Un détail aurait dû me surprendre : il était entré sans bagage. Pas la moindre valise, pas le moindre sac. Mais je n’y fis pas attention. J’étais trop fatigué par le voyage pour me poser des questions à son sujet. Je ne songeais qu’à une seule chose : l’eau tiède de la baignoire dans laquelle j’allais me glisser voluptueusement dès mon arrivée à l’hôtel.

Je repris la lecture d’un article où André Lebrun, le célèbre critique littéraire, avait si gentiment parlé de mon dernier roman.

Tout à coup, le petit homme me dit :

— Belle journée, n’est-ce pas ? — Oui, répondis-je un peu sèchement.

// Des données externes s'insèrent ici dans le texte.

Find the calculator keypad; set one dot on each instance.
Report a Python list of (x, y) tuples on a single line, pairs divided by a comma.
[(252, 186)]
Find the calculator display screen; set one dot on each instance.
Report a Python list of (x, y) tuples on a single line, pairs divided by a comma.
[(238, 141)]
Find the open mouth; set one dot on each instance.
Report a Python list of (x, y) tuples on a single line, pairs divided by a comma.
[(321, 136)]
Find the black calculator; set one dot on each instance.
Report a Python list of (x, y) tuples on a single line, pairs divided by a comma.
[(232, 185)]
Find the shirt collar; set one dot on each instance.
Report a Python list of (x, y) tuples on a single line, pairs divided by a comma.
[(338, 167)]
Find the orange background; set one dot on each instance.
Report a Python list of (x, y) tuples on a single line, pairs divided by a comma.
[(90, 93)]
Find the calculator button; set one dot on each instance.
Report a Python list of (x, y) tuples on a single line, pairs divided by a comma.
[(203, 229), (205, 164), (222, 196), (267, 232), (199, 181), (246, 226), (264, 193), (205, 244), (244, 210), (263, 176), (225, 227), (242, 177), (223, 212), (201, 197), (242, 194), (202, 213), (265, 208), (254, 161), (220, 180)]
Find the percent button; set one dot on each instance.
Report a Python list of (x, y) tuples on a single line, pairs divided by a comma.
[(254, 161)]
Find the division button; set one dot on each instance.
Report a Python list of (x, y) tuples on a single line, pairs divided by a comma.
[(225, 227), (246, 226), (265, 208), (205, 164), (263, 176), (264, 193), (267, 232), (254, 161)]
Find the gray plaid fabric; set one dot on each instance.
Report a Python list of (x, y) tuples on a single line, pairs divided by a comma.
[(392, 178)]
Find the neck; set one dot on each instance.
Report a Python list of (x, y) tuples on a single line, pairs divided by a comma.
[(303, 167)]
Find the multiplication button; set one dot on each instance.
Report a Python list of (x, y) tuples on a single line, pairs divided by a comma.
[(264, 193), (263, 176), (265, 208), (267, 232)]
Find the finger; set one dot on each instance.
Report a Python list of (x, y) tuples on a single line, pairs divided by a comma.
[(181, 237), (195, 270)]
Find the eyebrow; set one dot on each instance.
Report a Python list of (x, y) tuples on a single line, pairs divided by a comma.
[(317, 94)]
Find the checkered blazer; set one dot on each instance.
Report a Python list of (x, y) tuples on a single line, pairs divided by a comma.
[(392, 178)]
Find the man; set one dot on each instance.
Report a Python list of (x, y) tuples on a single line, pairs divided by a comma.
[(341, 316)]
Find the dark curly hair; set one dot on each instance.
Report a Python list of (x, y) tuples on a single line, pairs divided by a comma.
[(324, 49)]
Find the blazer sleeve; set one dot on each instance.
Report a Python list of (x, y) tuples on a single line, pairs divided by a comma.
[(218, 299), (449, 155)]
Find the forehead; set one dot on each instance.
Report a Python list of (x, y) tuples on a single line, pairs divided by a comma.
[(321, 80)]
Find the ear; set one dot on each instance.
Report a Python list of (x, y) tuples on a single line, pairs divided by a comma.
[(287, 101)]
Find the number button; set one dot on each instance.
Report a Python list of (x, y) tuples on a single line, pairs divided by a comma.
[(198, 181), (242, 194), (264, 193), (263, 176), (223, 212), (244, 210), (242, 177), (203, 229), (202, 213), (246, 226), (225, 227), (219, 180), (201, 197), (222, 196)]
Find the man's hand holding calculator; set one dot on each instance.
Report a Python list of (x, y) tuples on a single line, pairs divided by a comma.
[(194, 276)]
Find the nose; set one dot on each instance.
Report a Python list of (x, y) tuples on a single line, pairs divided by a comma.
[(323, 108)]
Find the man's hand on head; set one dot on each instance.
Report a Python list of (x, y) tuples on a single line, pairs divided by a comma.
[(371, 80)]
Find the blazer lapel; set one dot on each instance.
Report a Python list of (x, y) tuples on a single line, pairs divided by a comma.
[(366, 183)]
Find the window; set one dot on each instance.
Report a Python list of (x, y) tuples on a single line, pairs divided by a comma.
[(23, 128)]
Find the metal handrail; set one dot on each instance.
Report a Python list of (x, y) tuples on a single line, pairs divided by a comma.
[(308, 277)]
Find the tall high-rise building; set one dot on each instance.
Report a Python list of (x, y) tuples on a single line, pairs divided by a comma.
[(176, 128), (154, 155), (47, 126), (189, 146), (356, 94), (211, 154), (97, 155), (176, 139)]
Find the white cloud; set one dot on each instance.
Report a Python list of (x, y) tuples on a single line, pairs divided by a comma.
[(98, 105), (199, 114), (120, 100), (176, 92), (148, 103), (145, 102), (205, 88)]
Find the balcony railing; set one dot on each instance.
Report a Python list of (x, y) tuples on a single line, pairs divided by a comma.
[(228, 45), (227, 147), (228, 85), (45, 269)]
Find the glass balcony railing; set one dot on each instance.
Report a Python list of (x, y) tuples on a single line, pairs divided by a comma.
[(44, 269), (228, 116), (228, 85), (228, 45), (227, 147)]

Je n’aimais pas engager la conversation avec des inconnus. Surtout lorsque, d’emblée, elle se plaçait sur le terrain des banalités climatiques. Non que le temps me laissât indifférent. Au contraire ! Il y avait entre lui et mon humeur une relation si étroite qu’au beau milieu d’une magnifique après-midi d’été un simple petit nuage passant devant le soleil pouvait me plonger tout à coup dans la plus profonde tristesse. Et j’aurais pu décrire pendant des heures entières l’infinie variété des impressions mélancoliques qu’une journée de pluie déversait dans mon cœur. Mais pourquoi aurais-je fait de telles confidences à cet homme ? Si je commençais à lui parler, il me faudrait tenter de maintenir la conversation coûte que coûte jusqu’à ma destination, chercher à combler les silences terrifiants qui ne manqueraient de la trouer de temps en temps et torturer mon esprit fatigué pour trouver quelque chose de sensé à lui dire. Hélas, il insista :

— Il fait toujours beau dans le Midi.

J’acquiesçai de la tête mais évitai de faire le moindre commentaire. Il crut cependant deviner un encouragement dans la petite hésitation que je marquai avant de reprendre la lecture du journal et il ajouta

— J’ai toujours rêvé d’habiter dans le Midi. Ce midi-là, j’entends. C’est-à-dire la Côte d’Azur. Le reste n’a pas d’intérêt. — Paris a ses charmes, lui répondis-je mécaniquement.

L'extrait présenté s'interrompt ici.